Tennessee Williams: Endstation Sehnsucht, Berliner Ensemble (Regie: Michael Thalheimer)

Von Sascha Krieger

„Von nun an ging’s bergab“. Das Lied der großen Hildegard Knef könnte auch am Anfang von Michael Thalheimers Inszenierung von Tennessee Williams‘ Endstation Sehnsucht stehen.
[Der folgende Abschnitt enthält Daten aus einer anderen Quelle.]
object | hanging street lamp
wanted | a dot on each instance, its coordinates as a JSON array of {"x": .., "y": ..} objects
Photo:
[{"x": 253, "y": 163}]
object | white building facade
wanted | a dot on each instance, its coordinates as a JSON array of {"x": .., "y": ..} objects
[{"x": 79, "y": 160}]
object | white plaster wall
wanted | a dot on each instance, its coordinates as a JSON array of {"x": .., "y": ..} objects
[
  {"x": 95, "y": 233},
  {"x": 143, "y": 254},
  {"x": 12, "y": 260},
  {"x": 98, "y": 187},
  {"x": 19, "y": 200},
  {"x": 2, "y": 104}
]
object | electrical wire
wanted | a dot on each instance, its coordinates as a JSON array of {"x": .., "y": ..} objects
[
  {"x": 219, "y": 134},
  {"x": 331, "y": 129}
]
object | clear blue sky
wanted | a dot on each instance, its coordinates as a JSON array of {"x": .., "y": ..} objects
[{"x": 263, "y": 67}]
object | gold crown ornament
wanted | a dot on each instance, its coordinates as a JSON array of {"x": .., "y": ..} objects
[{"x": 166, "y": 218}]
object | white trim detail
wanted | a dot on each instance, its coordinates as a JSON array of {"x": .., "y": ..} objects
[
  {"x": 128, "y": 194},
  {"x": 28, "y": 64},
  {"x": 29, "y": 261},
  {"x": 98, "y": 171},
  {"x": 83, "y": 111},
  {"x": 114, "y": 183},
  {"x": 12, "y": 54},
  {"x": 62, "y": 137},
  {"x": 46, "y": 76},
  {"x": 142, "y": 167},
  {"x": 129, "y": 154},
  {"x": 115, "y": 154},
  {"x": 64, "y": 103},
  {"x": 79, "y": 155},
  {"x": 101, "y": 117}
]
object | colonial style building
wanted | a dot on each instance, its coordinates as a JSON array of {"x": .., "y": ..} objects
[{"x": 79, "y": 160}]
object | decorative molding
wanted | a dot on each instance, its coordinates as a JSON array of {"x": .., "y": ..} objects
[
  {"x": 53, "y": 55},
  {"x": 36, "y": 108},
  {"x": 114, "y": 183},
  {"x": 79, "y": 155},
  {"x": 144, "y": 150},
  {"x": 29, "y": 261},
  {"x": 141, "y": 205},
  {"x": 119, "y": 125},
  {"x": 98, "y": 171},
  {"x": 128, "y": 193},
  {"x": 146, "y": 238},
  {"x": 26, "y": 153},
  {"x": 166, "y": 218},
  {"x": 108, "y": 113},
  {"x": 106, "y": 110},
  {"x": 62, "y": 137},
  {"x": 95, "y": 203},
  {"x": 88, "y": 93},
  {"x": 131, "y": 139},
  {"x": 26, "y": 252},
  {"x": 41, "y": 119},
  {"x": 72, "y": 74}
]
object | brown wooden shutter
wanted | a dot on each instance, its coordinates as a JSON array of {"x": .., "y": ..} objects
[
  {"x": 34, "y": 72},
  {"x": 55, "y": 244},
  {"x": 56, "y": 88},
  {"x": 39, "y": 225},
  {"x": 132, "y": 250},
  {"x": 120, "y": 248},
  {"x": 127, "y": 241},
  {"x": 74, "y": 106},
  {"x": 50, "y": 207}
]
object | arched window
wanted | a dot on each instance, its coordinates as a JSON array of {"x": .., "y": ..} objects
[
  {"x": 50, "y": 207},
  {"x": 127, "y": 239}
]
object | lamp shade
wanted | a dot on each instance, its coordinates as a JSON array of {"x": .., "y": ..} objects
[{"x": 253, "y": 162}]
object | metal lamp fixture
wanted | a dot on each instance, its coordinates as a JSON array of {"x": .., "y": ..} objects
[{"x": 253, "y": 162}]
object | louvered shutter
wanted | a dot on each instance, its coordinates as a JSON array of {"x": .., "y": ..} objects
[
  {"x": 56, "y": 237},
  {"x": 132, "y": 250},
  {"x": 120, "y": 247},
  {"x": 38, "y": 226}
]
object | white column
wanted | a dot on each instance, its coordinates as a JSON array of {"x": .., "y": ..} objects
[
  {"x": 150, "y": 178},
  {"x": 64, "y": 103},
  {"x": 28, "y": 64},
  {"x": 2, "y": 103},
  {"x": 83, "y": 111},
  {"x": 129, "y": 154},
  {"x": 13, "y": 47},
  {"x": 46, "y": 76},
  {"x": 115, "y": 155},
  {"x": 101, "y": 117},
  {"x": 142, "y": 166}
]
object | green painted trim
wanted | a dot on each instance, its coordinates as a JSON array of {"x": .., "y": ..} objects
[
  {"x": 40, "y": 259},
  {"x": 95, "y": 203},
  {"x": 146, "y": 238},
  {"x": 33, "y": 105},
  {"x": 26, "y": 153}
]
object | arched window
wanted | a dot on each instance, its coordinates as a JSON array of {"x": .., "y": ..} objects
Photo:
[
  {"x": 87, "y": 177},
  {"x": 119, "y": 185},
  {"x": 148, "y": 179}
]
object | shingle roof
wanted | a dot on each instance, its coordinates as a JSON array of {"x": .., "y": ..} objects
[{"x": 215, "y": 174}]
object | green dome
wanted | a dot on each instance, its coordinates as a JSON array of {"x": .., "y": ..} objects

Da ist Blanche noch „oben“, steht am selbigen Ende von Olaf Altmanns steiler Schähe, ein rechteckiger Schlitz in einer massiven rostigen Wand, nach hinten im Dreieck verlaufend, eine Falle, wie Blanche später sagen wird, aber eben auch ein Rutschbahn. Scheu, unsicher, widerwillig tastet sich Cordelia Wege voran, um letztendlich am unteren Ende anzukommen. So sehr sie sich bemühen wird: Hier kommt sie nicht mehr fort, hier wird sie sitzen, wenn alles vorbei ist. Altmanns Bühne ist, wie so oft, eine klare, eindeutige Setzung und sie bestimmt das, was auf ihr passiert. Der Raum, die Umgebung, die Außenwelt determinieren das menschliche Tun: Es ist ein Grundprinzip von Michael Thalheimers Klassikerentkernungen, die steile (Ab-)Rutschbahn ein Verwandter von Altmanns legendärem Schlitz von Thalheimers Ratten-Inszenierung nebenan am Deutschen Theater, der alle Darsteller*innen zwang, sich gebückt zu bewegen. Hier ist schon der aufrechte Stand, ganz zu schweigen vom Gang, harte Arbeit, erfordert geradlinige Haltung höchste Anstrengung. Die Gefahr abzurutschen besteht immer.